Ode On A Grecian Urn

By John Keats

Thou still unravish’d bride of quietness,

Thou foster-child of silence and slow time,

Sylvan historian, who canst thus express

A flowery tale more sweetly than our rhyme:

What leaf-fring’d legend haunts about thy shape

Of deities or mortals, or of both,

In Tempe or the dales of Arcady?

What men or gods are these?

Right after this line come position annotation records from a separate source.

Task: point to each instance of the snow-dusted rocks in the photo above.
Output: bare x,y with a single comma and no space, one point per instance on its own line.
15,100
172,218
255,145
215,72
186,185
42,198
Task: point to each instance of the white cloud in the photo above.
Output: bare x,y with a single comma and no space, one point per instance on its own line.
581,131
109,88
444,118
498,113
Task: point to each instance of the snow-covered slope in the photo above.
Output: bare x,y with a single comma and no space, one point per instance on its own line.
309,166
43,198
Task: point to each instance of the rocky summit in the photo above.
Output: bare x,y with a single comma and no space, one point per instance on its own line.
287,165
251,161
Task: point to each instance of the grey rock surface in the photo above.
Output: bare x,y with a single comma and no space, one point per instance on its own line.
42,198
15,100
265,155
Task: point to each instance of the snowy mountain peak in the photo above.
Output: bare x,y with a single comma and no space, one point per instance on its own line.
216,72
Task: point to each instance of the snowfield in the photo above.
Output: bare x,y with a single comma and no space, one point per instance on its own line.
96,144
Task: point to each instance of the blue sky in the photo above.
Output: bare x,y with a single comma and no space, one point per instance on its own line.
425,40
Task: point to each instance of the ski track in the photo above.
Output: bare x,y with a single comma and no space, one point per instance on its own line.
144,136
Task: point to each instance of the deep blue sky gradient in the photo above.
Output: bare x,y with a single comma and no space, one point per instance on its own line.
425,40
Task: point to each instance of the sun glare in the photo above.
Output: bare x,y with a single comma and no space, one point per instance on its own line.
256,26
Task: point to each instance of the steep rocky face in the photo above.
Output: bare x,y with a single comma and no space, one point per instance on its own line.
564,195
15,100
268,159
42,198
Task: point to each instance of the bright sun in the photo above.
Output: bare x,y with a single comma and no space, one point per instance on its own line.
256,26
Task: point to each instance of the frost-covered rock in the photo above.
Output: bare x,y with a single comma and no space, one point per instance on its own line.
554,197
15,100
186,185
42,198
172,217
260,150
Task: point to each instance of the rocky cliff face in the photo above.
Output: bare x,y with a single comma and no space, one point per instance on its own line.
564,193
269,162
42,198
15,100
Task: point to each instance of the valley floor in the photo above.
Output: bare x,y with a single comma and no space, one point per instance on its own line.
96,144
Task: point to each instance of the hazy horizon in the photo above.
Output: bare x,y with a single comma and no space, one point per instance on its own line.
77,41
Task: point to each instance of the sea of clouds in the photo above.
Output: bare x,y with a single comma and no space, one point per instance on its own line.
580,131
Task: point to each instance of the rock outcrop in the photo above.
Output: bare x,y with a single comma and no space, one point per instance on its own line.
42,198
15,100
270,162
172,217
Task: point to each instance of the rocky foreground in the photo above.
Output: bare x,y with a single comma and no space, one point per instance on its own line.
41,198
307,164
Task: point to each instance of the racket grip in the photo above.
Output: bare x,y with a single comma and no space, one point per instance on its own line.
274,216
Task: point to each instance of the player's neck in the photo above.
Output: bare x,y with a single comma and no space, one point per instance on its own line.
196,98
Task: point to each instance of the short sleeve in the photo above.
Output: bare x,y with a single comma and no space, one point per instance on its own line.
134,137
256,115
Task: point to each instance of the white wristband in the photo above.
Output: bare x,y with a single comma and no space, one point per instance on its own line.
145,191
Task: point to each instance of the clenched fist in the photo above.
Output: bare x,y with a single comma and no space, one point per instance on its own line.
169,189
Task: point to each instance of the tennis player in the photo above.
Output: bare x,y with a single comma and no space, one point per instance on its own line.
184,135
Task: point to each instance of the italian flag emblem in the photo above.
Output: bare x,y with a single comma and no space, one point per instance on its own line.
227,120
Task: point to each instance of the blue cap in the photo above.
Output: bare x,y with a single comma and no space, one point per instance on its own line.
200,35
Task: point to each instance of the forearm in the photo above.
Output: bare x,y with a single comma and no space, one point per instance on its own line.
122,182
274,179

What maidens loth?

What mad pursuit? What struggle to escape?

What pipes and timbrels? What wild ecstasy?

 

Heard melodies are sweet, but those unheard

Are sweeter; therefore, ye soft pipes, play on;

Not to the sensual ear, but, more endear’d,

Pipe to the spirit ditties of no tone:

Fair youth, beneath the trees, thou canst not leave

Thy song, nor ever can those trees be bare;

Bold Lover, never, never canst thou kiss,

Though winning near the goal yet, do not grieve;

She cannot fade, though thou hast not thy bliss,

For ever wilt thou love, and she be fair!

 

Ah, happy, happy boughs! that cannot shed

Your leaves, nor ever bid the Spring adieu;

And, happy melodist, unwearied,

For ever piping songs for ever new;

More happy love! more happy, happy love!

For ever warm and still to be enjoy’d,

For ever panting, and for ever young;

All breathing human passion far above,

That leaves a heart high-sorrowful and cloy’d,

A burning forehead, and a parching tongue.

 

Who are these coming to the sacrifice?

To what green altar, O mysterious priest,

Lead’st thou that heifer lowing at the skies,

And all her silken flanks with garlands drest?

What little town by river or sea shore,

Or mountain-built with peaceful citadel,

Is emptied of this folk, this pious morn?

And, little town, thy streets for evermore

Will silent be; and not a soul to tell

Why thou art desolate, can e’er return.

 

O Attic shape! Fair attitude! with brede

Of marble men and maidens overwrought,

With forest branches and the trodden weed;

Thou, silent form, dost tease us out of thought

As doth eternity: Cold Pastoral!

When old age shall this generation waste,

Thou shalt remain, in midst of other woe

Than ours, a friend to man, to whom thou say’st,

“Beauty is truth, truth beauty, that is all

Ye know on earth, and all ye need to know.”